Tumor necrosis factor receptor-associated factor 6 (TRAF6), which plays an important role in inflammation and immune response, is an essential adaptor protein for the NF-κB (nuclear factor κB) signaling pathway. Recent studies have shown that TRAF6 played an important role in tumorigenesis and invasion by suppressing NF-κB activation. However, up to now, the biologic role of TRAF6 in glioma has still remained unknown. To address the expression of TRAF6 in glioma cells, four glioma cell lines (U251, U-87MG, LN-18, and U373) and a non-cancerous human glial cell line SVG p12 were used to explore the protein expression of TRAF6 by Western blot. Our results indicated that TRAF6 expression was upregulated in human glioma cell lines, especially in metastatic cell lines. To investigate the role of TRAF6 in cell proliferation, apoptosis, invasion, and migration of glioma, we generated human glioma U-87MG cell lines in which TRAF6 was either overexpressed or depleted. Subsequently, the effects of TRAF6 on cell viability, cell cycle distribution, apoptosis, invasion, and migration in U-87MG cells were determined with 3-(4,5-dimethylthiazol-2-yl) 2,5-diphenyl tetrazolium bromide (MTT) assay, flow cytometry analysis, transwell invasion assay, and wound-healing assay. The results showed that knockdown of TRAF6 could decrease cell viability, suppress cell proliferation, invasion and migration, and promote cell apoptosis, whereas overexpression of TRAF6 displayed the opposite effects. In addition, the effects of TRAF6 on the expression of phosphor-NF-κB (p-p65), cyclin D1, caspase 3, and MMP-9 were also probed. Knockdown of TRAF6 could lower the expression of p-p65, cyclin D1, and MMP-9, and raise the expression of caspase 3. All these results suggested that TRAF6 might be involved in the potentiation of growth, proliferation, invasion, and migration of U-87MG cell, as well as inhibition of apoptosis of U-87MG cell by abrogating activation of NF-κB.
肿瘤坏死因子受体相关因子 6(TRAF6)在炎症和免疫反应中发挥重要作用,是 NF-κB(核因子 κB)信号通路的重要衔接蛋白。最近的研究表明,TRAF6 通过抑制 NF-κB 的激活在肿瘤发生和侵袭中发挥重要作用。然而,到目前为止,TRAF6 在神经胶质瘤中的生物学作用仍不清楚。
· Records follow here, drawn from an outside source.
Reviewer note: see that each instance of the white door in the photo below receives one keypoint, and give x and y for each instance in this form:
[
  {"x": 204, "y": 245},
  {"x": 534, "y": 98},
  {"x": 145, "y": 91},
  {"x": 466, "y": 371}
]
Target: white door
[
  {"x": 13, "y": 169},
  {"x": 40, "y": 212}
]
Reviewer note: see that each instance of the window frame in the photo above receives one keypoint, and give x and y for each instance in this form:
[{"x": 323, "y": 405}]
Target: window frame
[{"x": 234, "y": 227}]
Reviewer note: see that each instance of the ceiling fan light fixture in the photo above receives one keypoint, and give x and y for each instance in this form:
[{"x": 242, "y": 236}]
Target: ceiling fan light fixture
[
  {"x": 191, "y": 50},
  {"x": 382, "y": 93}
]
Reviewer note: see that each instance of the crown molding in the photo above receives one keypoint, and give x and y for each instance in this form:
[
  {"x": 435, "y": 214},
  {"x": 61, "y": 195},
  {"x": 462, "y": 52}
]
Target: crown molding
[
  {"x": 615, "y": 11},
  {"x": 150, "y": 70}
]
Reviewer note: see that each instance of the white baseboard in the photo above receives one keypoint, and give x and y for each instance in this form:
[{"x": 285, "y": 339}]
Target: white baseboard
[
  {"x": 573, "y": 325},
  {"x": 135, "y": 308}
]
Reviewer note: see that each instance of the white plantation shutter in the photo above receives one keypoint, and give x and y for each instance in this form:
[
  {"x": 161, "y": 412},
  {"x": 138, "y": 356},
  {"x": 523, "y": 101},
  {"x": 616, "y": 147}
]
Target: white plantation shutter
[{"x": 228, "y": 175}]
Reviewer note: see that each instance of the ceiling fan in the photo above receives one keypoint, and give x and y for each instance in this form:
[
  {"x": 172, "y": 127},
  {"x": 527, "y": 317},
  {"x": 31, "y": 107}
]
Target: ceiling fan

为了研究 TRAF6 在神经胶质瘤细胞中的表达,我们使用了四种神经胶质瘤细胞系(U251、U-87MG、LN-18 和 U373)和一种非癌性人神经胶质细胞系 SVG p12 来通过 Western blot 探索 TRAF6 的蛋白表达。我们的结果表明,TRAF6 在人神经胶质瘤细胞系中表达上调,尤其是在转移性细胞系中。为了研究 TRAF6 在神经胶质瘤细胞增殖、凋亡、侵袭和迁移中的作用,我们构建了 TRAF6 过表达或缺失的人神经胶质瘤 U-87MG 细胞系。随后,通过 3-(4,5-二甲基噻唑-2-基)-2,5-二苯基四氮唑溴盐(MTT)测定法、流式细胞术分析、Transwell 侵袭测定法和划痕愈合测定法来确定 TRAF6 对 U-87MG 细胞活力、细胞周期分布、凋亡、侵袭和迁移的影响。结果表明,TRAF6 敲低可降低细胞活力,抑制细胞增殖、侵袭和迁移,并促进细胞凋亡,而 TRAF6 过表达则呈现相反的效果。此外,还研究了 TRAF6 对磷酸化 NF-κB(p-p65)、细胞周期蛋白 D1、半胱天冬酶 3 和基质金属蛋白酶 9(MMP-9)表达的影响。TRAF6 敲低可降低 p-p65、细胞周期蛋白 D1 和 MMP-9 的表达,提高半胱天冬酶 3 的表达。所有这些结果表明,TRAF6 可能参与了 U-87MG 细胞生长、增殖、侵袭和迁移的增强,以及通过 NF-κB 激活的抑制促进了 U-87MG 细胞的凋亡。